Databricks Community

juanjomendez96 · ‎08-05-2025

Hello there!

I am writing this open message to know how you guys are using the computes in your work cases.

Currently, in my company, we have multiple compute instances that can be differentiated into two main types:

Clusters with a large instance for batch processing. This type of cluster is typically used to process a large number of files using parallelization with large instances (e.g., m5d.10xlarge).
Clusters with a small instance for each data scientist in the team. This type of cluster is typically used for analysis, so there is no need for a large instance (e.g., m5d.xlarge).

For the first type, we have a clear understanding. One large compute instance for batch processing is sufficient for our current needs.

For the second type, we are unsure which option is better:

To have small compute instances for each data scientist in the team (e.g., m5d.xlarge instance).
To have a larger compute instance that is used by all data scientists simultaneously (e.g., m5d.10xlarge instance).

From the second option, we are unsure how to allocate the compute instance among the number of data scientists in the team so that each one receives the same number of cores and RAM, ensuring that all have the same computational power. This is why we have decided to have one small compute instance for each data scientist in the team, but we are not certain which are the best practices in this situation.

Therefore, we would appreciate your recommendation on which of these two options is most suitable. Perhaps there are alternative solutions that we have overlooked.

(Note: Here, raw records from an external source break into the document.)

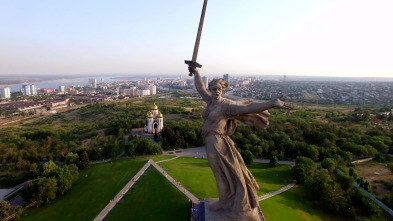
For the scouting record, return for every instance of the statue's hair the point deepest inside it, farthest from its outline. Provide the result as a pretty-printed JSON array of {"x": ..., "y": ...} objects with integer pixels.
[{"x": 219, "y": 81}]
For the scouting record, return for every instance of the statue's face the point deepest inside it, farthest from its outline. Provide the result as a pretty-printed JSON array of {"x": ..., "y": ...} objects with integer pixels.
[{"x": 216, "y": 91}]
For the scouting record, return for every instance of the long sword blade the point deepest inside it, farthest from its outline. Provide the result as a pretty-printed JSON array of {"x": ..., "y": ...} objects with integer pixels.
[
  {"x": 193, "y": 62},
  {"x": 198, "y": 39}
]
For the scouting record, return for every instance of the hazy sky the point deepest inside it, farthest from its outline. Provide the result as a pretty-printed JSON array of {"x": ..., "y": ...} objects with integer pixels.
[{"x": 283, "y": 37}]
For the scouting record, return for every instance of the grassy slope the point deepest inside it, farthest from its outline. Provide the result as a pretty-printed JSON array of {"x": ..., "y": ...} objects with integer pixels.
[
  {"x": 270, "y": 179},
  {"x": 152, "y": 198},
  {"x": 194, "y": 174},
  {"x": 292, "y": 206},
  {"x": 89, "y": 195}
]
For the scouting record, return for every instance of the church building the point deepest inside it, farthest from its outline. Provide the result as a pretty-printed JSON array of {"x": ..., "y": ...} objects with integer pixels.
[{"x": 154, "y": 121}]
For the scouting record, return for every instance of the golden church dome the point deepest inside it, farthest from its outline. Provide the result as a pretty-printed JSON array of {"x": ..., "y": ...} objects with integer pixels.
[{"x": 154, "y": 107}]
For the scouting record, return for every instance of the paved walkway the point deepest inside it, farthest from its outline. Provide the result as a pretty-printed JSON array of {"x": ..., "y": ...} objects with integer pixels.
[
  {"x": 125, "y": 189},
  {"x": 177, "y": 184},
  {"x": 285, "y": 188}
]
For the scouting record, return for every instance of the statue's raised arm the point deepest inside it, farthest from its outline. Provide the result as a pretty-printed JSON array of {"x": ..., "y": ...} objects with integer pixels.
[{"x": 199, "y": 85}]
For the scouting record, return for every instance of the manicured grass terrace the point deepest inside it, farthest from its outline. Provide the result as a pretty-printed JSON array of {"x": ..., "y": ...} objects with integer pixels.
[
  {"x": 95, "y": 187},
  {"x": 153, "y": 197}
]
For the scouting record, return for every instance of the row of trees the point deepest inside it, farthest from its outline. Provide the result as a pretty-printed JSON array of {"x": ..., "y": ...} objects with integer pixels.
[
  {"x": 141, "y": 146},
  {"x": 54, "y": 181},
  {"x": 181, "y": 135}
]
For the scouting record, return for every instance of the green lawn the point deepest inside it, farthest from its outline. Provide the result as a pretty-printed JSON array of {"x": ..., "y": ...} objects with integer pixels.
[
  {"x": 153, "y": 197},
  {"x": 292, "y": 206},
  {"x": 194, "y": 174},
  {"x": 270, "y": 179},
  {"x": 91, "y": 193}
]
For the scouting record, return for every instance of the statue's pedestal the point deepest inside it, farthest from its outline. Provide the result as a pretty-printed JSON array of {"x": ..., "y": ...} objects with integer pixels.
[{"x": 253, "y": 215}]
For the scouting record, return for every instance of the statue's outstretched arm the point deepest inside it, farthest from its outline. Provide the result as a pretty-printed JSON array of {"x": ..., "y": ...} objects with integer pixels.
[
  {"x": 199, "y": 85},
  {"x": 258, "y": 107}
]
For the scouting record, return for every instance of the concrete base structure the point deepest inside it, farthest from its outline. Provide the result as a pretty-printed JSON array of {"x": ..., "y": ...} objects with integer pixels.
[{"x": 253, "y": 215}]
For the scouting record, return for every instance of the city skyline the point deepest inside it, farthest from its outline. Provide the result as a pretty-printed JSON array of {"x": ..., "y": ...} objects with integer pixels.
[{"x": 307, "y": 38}]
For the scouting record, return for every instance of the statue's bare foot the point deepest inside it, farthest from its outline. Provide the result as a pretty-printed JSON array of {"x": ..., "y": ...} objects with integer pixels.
[{"x": 216, "y": 206}]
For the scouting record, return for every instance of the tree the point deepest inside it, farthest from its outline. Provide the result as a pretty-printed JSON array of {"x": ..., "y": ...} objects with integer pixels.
[
  {"x": 334, "y": 198},
  {"x": 42, "y": 190},
  {"x": 329, "y": 164},
  {"x": 303, "y": 169},
  {"x": 6, "y": 210},
  {"x": 390, "y": 167},
  {"x": 72, "y": 158},
  {"x": 273, "y": 161},
  {"x": 247, "y": 156},
  {"x": 84, "y": 162},
  {"x": 49, "y": 169}
]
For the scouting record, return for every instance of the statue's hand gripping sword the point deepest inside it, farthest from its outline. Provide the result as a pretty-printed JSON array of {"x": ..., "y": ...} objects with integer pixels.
[{"x": 193, "y": 62}]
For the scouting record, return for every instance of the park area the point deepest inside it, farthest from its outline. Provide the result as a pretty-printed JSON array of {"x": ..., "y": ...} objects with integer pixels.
[
  {"x": 153, "y": 197},
  {"x": 377, "y": 174}
]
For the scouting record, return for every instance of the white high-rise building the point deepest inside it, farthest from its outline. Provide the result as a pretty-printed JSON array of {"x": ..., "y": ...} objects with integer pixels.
[
  {"x": 154, "y": 120},
  {"x": 26, "y": 90},
  {"x": 93, "y": 82},
  {"x": 33, "y": 89},
  {"x": 153, "y": 89},
  {"x": 143, "y": 92},
  {"x": 206, "y": 81},
  {"x": 5, "y": 93},
  {"x": 29, "y": 89}
]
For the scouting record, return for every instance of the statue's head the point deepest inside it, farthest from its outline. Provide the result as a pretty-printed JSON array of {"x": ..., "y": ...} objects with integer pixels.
[{"x": 216, "y": 86}]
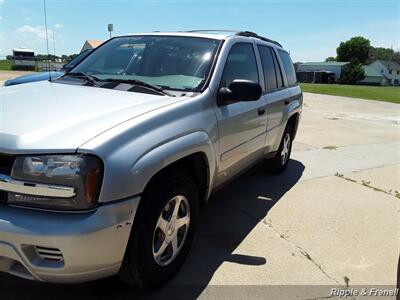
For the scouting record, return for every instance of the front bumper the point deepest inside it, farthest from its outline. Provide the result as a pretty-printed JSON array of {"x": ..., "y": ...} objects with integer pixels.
[{"x": 65, "y": 247}]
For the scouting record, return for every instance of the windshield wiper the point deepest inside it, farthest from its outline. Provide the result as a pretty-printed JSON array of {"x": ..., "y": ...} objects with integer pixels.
[
  {"x": 140, "y": 83},
  {"x": 92, "y": 79}
]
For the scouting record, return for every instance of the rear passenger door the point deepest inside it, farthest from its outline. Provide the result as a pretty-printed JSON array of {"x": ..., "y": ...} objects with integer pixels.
[{"x": 275, "y": 93}]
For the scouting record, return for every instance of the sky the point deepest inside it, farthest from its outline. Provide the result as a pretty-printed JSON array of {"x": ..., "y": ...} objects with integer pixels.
[{"x": 311, "y": 30}]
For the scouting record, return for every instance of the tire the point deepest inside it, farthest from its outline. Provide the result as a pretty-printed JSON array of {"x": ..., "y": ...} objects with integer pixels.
[
  {"x": 140, "y": 266},
  {"x": 278, "y": 163}
]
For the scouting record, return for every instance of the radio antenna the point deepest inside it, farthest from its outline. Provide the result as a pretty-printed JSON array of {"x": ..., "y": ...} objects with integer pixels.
[{"x": 47, "y": 39}]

Thank you in advance for your time team!

radothede · ‎08-05-2025

Hello @juanjomendez96 ,

to my best knowledge and experience autoscaled shared cluster (using smaller instances) works good for most 2nd-case scenario (clusters for ad-hoc/development team usage).

This approach allows You to reuse the resources across team members. Autoscale will spin up additional resources if needed, and deallocate them when the workload drops. This approach will ensure you are cost efficient (reusing the same resources, no spin-up time for each personal cluster) and flexible with small to medium workloads.

On the other hand, there are some drowbacks and limitations as resource contention (heavy workloads of one team member can "consume" compute power of shared cluster, impacting other team members workloads), autoscailing latency (cold stard of new nodes), less predictable runtime performance compared to a fixed-size cluster.

Best,

Radek.

View solution in original post

radothede · ‎08-05-2025

Hello @juanjomendez96 ,

to my best knowledge and experience autoscaled shared cluster (using smaller instances) works good for most 2nd-case scenario (clusters for ad-hoc/development team usage).

This approach allows You to reuse the resources across team members. Autoscale will spin up additional resources if needed, and deallocate them when the workload drops. This approach will ensure you are cost efficient (reusing the same resources, no spin-up time for each personal cluster) and flexible with small to medium workloads.

On the other hand, there are some drowbacks and limitations as resource contention (heavy workloads of one team member can "consume" compute power of shared cluster, impacting other team members workloads), autoscailing latency (cold stard of new nodes), less predictable runtime performance compared to a fixed-size cluster.

Best,

Radek.

juanjomendez96 · ‎08-05-2025

Hello @radothede ,

First of all, thanks for the fast response, I really appreciate it.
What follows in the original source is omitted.